Total job timeout

67 views
Skip to first unread message

Dustin

unread,
May 13, 2008, 2:12:45 AM5/13/08
to beanstalk-talk

Is there any thought into allowing a total job timeout? Something
like ttr, but a ttl? I'd like to add jobs to a queue that would
automatically get cleaned up if nobody's paying attention to them.

I suppose it's possible to build a client that wanders around the
queue and cleans stuff up, but it'd be great to just have junk drop
out after a while.

Even a global job ttl might be good. Something I could set to a day
or so and just have jobs drop out due to age.

Keith Rarick

unread,
May 13, 2008, 6:33:24 PM5/13/08
to beansta...@googlegroups.com
On Mon, May 12, 2008 at 11:12 PM, Dustin <dsal...@gmail.com> wrote:
> Is there any thought into allowing a total job timeout?

How many people want this?

I'm reluctant to add a feature for a task that can be accomplished
with existing features.

kr

Erich

unread,
May 13, 2008, 7:22:19 PM5/13/08
to beanstalk-talk
I like the idea of a reserve timeout. I like better tho, the idea of
a "cancel-reserve" command. The idea is that while a connection is mid
reserve, it sends the appropriae string, and it cancels the reserve
for you. This would allow for timeouts to be built into clients,
without too much hassle. It would also allow for better connection
usage. Im thinking of a case were a client program is both producer
and consumer. If it is trying to reserve a job, and also comes up with
a job to put on the queue, this is possible now.
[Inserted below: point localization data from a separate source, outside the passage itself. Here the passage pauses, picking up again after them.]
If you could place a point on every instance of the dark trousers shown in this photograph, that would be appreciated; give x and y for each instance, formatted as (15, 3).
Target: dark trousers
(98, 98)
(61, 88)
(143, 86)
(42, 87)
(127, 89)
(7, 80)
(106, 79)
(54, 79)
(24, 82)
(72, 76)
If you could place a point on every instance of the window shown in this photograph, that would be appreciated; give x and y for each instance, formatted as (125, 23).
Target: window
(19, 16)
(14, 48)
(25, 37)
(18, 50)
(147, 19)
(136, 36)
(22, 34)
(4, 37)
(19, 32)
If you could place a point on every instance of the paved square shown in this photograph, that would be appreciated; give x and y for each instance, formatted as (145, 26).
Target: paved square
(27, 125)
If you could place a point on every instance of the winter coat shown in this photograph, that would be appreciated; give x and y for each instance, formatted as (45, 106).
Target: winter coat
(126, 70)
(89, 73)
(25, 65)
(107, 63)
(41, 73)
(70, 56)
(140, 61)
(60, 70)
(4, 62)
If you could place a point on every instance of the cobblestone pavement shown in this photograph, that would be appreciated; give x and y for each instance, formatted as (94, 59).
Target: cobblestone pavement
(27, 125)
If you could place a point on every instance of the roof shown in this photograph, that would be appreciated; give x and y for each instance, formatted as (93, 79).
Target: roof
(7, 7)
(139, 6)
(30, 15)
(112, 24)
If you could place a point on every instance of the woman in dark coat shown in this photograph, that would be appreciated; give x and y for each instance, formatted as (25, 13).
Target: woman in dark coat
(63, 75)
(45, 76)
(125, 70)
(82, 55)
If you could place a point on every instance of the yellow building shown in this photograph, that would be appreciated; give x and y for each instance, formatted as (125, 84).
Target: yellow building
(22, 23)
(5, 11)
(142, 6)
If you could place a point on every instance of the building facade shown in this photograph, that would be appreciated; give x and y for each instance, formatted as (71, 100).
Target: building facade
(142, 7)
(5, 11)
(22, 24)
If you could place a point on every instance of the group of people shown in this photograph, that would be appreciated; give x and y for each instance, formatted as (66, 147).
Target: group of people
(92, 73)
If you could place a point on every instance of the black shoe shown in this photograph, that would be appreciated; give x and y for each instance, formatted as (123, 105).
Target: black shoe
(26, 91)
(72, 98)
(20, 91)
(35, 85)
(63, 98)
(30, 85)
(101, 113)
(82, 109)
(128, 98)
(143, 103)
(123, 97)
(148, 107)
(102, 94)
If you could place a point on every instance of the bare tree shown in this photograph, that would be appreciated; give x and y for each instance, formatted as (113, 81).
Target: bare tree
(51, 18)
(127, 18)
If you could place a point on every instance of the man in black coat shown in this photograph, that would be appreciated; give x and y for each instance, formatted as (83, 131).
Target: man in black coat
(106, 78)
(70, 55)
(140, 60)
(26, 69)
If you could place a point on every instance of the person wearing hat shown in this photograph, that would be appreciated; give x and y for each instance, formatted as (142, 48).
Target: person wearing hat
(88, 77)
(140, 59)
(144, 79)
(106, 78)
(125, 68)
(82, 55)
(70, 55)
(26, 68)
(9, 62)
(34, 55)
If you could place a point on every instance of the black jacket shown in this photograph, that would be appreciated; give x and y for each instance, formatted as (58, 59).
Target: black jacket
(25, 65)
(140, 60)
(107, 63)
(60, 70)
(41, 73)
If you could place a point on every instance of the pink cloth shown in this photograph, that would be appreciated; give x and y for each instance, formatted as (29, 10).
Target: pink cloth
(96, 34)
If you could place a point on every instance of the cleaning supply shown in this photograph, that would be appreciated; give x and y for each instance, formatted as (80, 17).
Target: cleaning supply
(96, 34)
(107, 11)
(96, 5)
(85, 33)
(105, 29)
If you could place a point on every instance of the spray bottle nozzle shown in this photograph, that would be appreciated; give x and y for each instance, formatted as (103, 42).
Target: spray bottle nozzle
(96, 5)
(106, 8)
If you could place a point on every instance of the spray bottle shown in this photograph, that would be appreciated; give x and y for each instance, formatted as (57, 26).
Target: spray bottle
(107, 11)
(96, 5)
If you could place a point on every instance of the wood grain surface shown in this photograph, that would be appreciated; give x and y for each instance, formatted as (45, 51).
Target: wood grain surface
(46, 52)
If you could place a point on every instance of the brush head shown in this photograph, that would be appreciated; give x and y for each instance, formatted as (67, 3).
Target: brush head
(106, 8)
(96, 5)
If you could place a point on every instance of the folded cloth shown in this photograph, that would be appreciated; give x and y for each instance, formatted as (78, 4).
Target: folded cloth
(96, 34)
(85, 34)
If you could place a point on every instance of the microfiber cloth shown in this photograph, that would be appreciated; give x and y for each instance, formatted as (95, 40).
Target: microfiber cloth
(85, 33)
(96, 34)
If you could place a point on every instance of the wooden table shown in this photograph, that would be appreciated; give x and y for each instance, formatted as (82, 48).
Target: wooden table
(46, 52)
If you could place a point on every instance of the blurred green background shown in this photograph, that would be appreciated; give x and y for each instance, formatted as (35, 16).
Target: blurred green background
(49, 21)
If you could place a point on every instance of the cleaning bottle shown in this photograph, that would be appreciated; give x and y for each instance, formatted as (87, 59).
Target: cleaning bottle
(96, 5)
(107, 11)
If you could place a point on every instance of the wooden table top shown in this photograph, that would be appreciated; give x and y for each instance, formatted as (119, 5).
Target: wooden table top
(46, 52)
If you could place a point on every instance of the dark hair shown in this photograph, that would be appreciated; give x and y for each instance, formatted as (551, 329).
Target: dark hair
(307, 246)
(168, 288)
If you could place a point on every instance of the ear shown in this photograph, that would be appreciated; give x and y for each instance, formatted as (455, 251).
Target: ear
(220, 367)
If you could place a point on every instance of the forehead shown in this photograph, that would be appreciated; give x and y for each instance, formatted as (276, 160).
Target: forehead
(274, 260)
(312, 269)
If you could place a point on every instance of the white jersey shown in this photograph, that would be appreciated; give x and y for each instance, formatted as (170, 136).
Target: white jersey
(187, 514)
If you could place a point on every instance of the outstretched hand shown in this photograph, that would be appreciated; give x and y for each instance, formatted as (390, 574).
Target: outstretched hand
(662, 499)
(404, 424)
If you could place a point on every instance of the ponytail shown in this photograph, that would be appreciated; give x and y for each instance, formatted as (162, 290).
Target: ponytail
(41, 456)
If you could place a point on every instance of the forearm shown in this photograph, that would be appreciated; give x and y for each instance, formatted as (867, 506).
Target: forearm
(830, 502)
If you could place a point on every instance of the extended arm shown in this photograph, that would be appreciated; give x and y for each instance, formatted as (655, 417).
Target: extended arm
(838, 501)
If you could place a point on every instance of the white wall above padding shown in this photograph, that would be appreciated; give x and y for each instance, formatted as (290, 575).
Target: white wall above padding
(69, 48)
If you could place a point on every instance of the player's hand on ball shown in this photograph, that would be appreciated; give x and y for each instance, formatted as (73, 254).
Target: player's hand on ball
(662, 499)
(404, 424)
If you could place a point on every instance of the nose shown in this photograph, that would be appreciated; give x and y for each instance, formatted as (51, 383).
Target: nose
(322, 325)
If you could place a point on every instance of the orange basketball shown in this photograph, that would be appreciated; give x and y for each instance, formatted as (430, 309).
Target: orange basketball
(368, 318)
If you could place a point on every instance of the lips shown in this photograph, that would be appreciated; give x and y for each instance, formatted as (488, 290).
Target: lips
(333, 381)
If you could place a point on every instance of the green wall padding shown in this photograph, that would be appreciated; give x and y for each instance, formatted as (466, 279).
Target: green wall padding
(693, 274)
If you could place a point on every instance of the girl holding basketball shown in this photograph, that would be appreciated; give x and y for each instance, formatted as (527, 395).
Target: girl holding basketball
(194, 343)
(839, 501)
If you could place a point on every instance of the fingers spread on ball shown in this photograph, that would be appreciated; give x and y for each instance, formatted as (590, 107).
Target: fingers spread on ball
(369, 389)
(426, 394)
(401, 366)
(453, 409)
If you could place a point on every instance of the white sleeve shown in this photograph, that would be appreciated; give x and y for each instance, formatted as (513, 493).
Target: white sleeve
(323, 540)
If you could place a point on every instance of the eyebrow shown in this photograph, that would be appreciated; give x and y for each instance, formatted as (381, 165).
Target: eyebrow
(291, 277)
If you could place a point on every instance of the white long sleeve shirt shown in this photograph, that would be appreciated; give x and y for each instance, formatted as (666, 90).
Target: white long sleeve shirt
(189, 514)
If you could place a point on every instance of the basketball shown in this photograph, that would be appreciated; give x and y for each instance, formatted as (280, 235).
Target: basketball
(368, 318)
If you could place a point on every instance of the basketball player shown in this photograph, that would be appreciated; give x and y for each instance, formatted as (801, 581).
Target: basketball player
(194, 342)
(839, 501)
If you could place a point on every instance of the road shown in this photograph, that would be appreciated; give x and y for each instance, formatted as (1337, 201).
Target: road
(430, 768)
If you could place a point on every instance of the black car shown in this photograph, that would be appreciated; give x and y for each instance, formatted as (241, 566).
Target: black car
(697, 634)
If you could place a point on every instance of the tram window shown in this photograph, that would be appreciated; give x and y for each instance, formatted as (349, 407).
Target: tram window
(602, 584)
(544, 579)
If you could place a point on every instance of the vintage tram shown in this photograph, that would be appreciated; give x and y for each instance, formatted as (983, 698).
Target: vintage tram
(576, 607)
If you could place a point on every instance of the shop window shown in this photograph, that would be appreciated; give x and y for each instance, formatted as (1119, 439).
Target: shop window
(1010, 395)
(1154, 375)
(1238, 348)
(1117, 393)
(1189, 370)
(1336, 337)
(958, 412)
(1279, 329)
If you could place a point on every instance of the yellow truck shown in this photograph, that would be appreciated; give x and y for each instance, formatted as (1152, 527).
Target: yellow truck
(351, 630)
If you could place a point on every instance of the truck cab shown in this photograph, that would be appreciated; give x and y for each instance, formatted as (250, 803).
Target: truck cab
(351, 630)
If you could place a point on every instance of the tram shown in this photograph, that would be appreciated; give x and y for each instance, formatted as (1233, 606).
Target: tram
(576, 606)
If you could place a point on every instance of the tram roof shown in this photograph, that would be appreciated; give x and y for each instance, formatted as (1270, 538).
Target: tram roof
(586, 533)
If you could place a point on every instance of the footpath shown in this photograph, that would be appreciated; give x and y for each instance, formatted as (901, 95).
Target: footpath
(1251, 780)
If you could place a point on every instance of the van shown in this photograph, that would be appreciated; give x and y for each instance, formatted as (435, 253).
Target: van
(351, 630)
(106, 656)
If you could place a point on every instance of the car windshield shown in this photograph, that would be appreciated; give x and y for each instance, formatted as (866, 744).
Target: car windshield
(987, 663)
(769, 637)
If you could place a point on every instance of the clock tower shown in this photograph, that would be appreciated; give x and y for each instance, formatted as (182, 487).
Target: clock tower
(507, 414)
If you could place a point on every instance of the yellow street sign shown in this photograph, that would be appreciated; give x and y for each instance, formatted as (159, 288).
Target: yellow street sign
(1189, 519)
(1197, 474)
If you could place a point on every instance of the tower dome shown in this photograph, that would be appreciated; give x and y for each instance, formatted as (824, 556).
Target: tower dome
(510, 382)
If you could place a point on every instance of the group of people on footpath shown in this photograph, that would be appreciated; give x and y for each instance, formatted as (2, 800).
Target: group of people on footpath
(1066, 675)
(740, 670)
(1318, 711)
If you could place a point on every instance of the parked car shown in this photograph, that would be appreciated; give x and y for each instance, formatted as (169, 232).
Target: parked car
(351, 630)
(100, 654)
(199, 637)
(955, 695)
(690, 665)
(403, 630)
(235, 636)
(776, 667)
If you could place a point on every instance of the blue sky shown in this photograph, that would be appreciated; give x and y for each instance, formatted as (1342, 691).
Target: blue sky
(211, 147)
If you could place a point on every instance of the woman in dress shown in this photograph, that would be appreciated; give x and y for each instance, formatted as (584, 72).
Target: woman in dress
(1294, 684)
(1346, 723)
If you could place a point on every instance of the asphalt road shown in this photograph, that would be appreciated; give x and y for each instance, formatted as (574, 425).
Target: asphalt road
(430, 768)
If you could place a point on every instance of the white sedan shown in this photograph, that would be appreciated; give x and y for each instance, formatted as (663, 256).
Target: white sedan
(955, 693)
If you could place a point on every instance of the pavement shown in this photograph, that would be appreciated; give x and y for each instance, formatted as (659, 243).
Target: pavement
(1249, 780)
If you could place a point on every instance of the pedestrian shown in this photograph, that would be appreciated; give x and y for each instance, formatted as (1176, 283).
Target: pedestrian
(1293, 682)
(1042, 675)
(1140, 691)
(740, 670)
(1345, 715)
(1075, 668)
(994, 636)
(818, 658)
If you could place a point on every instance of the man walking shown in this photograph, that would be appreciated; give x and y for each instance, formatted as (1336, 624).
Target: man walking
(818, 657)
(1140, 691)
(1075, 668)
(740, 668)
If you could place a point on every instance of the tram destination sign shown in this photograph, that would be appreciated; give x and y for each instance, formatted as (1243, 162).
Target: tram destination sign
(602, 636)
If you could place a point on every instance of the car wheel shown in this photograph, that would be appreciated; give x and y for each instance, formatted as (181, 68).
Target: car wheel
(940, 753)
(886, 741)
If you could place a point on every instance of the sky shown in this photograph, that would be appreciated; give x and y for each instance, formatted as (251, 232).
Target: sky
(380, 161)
The cancel-reserve concept would require a bit of work on the internal
handling of connections for beanstalkd. However, the same mechanism
that is needed for it can make the following behavior better defined
(as of now it sort of works, which i discovered by accident the other
day, but it should be made to either work in a well defined way, or
not work at all):

worker does the following (beanstalkd queue is empty)
reserve
use bar
put foo ....

some time after which a producer puts a job on the queue.

The worker then gets the job. After that, the worker associates to
tube bar, and puts a job.

I think that beanstalkd should guard against such backlog of
commands. Reserve should be truely blocking, and any command/data
that is sent on a connection mid reserve should be a well defined
error state.

Anyway, i think the above makes sense, but Im kind of out of it today,
so if it needs clarifying, Ill be glad to tomorrow after enough
sleep :)

Regards,
Erich

On May 13, 5:33 pm, "Keith Rarick" <k...@causes.com> wrote:

Dustin

unread,
May 13, 2008, 7:38:26 PM5/13/08
to beanstalk-talk

Perhaps a recipe would be good. I'm imagining a couple of processes
that intend to meet up in a tube somewhere, but one process stands the
other up and the job gets wedged.

I can't really tell the difference between ``old job that needs to
get deleted'' and ``new job that would get processed if you didn't
block it.'' I can reserve/release, but it doesn't seem hard to
contrive a situation where a job could get overlooked.

On May 13, 3:33 pm, "Keith Rarick" <k...@causes.com> wrote:

Erich

unread,
May 13, 2008, 8:15:56 PM5/13/08
to beanstalk-talk
Hrm, looks like I totally misread this thread. The stuff I said
previously still is on my mind, but for this discusion:

+1 for total job timeout. Its not real important to me, but I kinda
like it.

Keith Rarick

unread,
May 14, 2008, 2:27:37 AM5/14/08
to beansta...@googlegroups.com
On Tue, May 13, 2008 at 4:22 PM, Erich <soph...@gmail.com> wrote:
> I like the idea of a reserve timeout. I like better tho, the idea of
> a "cancel-reserve" command.

That is a really neat idea. I could implement it without too much trouble.

I'm wary, though, because I think it would be hard to explain. There
would have to be a lot of conditions and caveats and it would require
an undue amount of verbiage in protocol.txt. (See also
http://www.python.org/dev/peps/pep-0020/ number 17.)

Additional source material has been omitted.